L’ancien Bâtonnier de Diyarbakir, Sezgin Tanzikulu, mettra la Cour face à ses responsabilités : « Nous avons questionné avec insistance les administrations mais leurs réponses ne sont jamais satisfaisantes. Ils adressent à la Cour des documents non pertinents alors que cela fait un an et demi que nous demandons des documents précis. Nous voulons que le nom des fonctionnaires responsables de ce dysfonctionnement soit connu. Lors de votre décision intermédiaire [audience du 6 juillet 2009], vous avez indiqué que des sanctions seraient prises en l’absence de réponse. Envoyer un document n’est pas une réponse si ce document n’a aucune pertinence. Ils ont menti. Nous vous demandons de les sanctionner ».
A sa suite, Me Fethiye Cetin prend acte de ce que venait d’être versé aux débats des pièces tirées de la procédure Ergenekon (réseau politico-militaire qui préparait un coup d’Etat), relatives à une réunion d’état major tenue le 6 octobre 2006.
Soulignant que chaque étape de l’assassinat du fondateur d’Agos avait été planifiée, elle demande que les procès verbaux d’audition de deux prévenus poursuivis dans l’affaire Ergenekon soient également transmises à la Cour.
Le premier procès-verbal concerne Sevgi Erenerol, porte parole du patriarcat orthodoxe turc (ultranationaliste), actuellement détenue, invitée lors de nombreux séminaires organisés par des membres de l’état major et des forces armées turques au cours desquelles elle aurait présenté les minorités religieuses comme une menace pour la sécurité en Turquie.
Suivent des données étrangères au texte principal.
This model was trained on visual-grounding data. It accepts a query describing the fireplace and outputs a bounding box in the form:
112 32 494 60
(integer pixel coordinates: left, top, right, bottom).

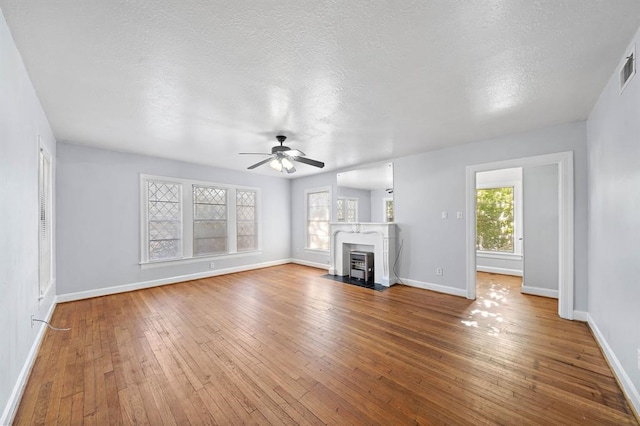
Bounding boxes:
350 251 374 282
329 223 398 286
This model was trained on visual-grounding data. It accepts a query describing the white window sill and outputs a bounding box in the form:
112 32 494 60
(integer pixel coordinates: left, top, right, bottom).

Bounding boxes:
140 250 262 270
476 251 522 261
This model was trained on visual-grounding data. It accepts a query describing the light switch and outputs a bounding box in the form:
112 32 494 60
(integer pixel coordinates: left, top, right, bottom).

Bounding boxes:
456 211 463 219
441 211 448 219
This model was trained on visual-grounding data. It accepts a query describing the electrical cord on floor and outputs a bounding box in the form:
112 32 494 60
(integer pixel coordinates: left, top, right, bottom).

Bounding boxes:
32 318 71 331
393 239 404 285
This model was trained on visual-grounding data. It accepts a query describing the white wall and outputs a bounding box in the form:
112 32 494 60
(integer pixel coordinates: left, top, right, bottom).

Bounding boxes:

Pour Fethiye Cetin, « les assassinats du père Santorro en 2006, de Dink et le massacre de Malatya sont liés et sont la conséquence de ces séminaires contre les minorités religieuses ».
Le second est celui de Durmus Ali Özoglu qui confirmerait l’existence d’un plan de déstabilisation psychologique du pays.
Et l’avocate de conclure : « Les accusés de l’affaire Ergenekon ont joué un rôle pour présenter Hrant Dink comme un traître. Quand il a été poursuivi sur le fondement de l’article 301 et qu’il s’est présenté à l’audience, ils l’attendaient et voulaient le lyncher. Il s’agissait d’une action organisée, d’une guerre psychologique contre les minorités religieuses. Nous vous demandons d’intervenir auprès du Procureur de l’affaire Ergenekon pour joindre les procédures ».
A la suspension d’audience, la délégation du Barreau de Paris, missionnée par le Bâtonnier Christian Charrière Bournazel s’adressait à la presse.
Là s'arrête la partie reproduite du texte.